Ho chiesto spiegazioni ai militari, informandoli che non esisteva alcuna ordinanza, legge o norma che vietasse i bicchieri di plastica in piazza Duomo. E che, anzi, un tal divieto rappresentava un abuso di potere. La reazione dei militari era illuminante: il primo si è irrigidito, non sapendo bene cosa dire, al secondo è scappato da ridere. Conclusione: “parli con i responsabili di piazza”.
Alla fine, dopo varie discussioni con funzionari della Questura ed ufficiali dei Carabinieri, siamo giunti alla ovvia conclusione che ci si atteneva alla legge italiana e non alle fantasie. Cioè, ordinanze del Sindaco Moratti alla mano, no alle bottiglie di vetro e alle lattine e sì invece a bicchieri e bottiglie di plastica.
A questo punto, al nostro checkpoint è successo la seguente cosa: sotto lo sguardo vigile del reparto mobile dei Carabinieri, il ragazzo ha versato il contenuto delle sue due lattine di birra nei bicchieri di plastica delle due ragazze e, con i bicchieri pieni di birra in mano, ha potuto fare finalmente il suo ingresso in piazza Duomo.

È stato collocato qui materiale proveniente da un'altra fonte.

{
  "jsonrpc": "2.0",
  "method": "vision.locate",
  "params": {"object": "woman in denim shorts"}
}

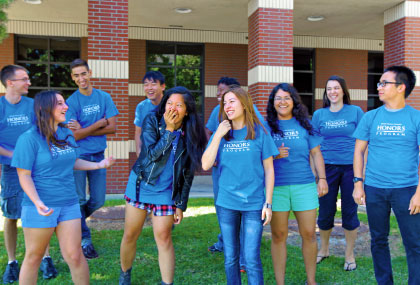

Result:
[12,91,114,284]
[267,83,328,284]
[119,87,206,284]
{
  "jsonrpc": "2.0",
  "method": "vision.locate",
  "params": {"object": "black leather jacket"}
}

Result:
[133,113,194,211]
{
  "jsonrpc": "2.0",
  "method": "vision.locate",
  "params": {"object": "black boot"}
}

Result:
[118,268,131,285]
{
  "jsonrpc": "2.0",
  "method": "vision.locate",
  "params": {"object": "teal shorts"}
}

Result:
[273,182,319,212]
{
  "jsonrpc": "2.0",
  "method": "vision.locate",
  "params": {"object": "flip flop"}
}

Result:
[343,261,357,271]
[316,255,330,264]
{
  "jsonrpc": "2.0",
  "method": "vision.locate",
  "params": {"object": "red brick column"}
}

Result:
[87,0,130,193]
[248,0,293,115]
[384,0,420,109]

Beninteso, scene simili si sono verificate anche agli altri checkpoint, compreso il blocco di ragazzi perché muniti di chitarra (“siccome questo è un botellón e siccome le chitarre servono per il botellón, allora non possono passare”). Comunque sia, alla fine in piazza Duomo c’erano 2-300 giovani che bevevano birra, chiacchieravano tranquillamente e suonavano la chitarra.

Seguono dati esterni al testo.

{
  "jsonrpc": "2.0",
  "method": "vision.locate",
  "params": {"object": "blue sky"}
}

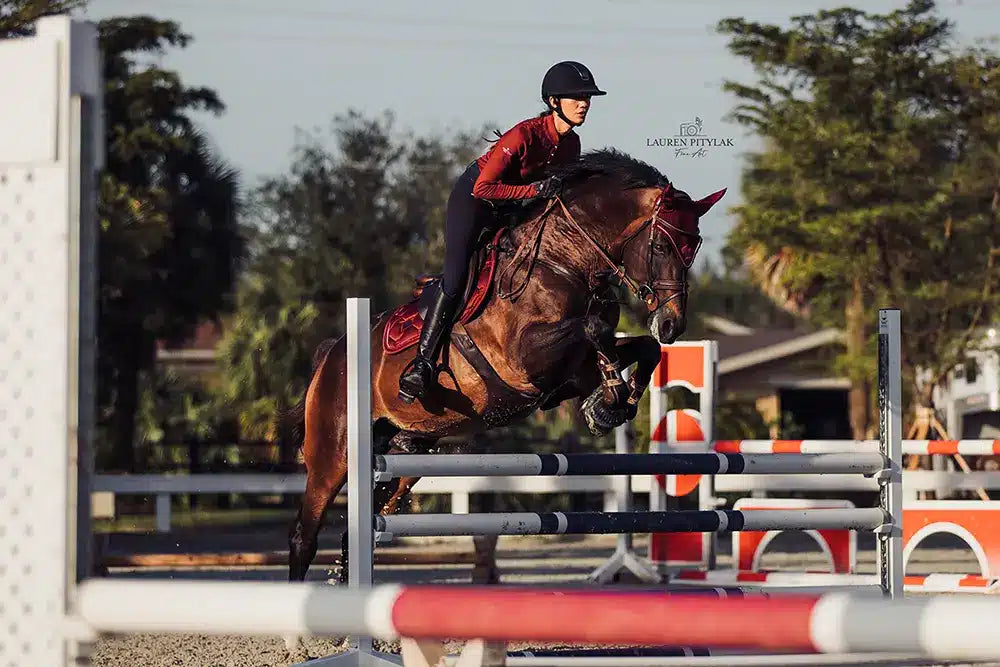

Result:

In altre parole, il vice del sindaco, cioè l’On. De Corato, ha fatto mobilitare inutilmente e a spese dei contribuenti un numero abnorme di forze dell’ordine, chiuso la metropolitana di Duomo, cosa riuscita nemmeno al Seveso, e diffuso il panico tra i turisti, unicamente per motivi politici e personali e pretendendo persino dalla Questura e dai Carabinieri di violare la legge e le stesse ordinanze comunali.
Per fortuna, le forze dell’ordine sono più serie del vice del sindaco e, aggiungiamo, anche dotate di quel senso del ridicolo che invece manca completamente a De Corato.
Di ieri sera mi rimane soprattutto un’immagine, che forse riassume il senso di tutta la serata. Quella del militare dei reparti mobili dei Carabinieri che non riesce proprio a trattenere il suo sorriso di fronte alla palese assurdità della situazione.
Ed è stato quel sorriso, unito a quello dei ragazzi e delle ragazze, che ha seppellito l’idiozia e l’odio di un uomo che dopo 13 anni di vicesindaco dovrebbe cambiare mestiere.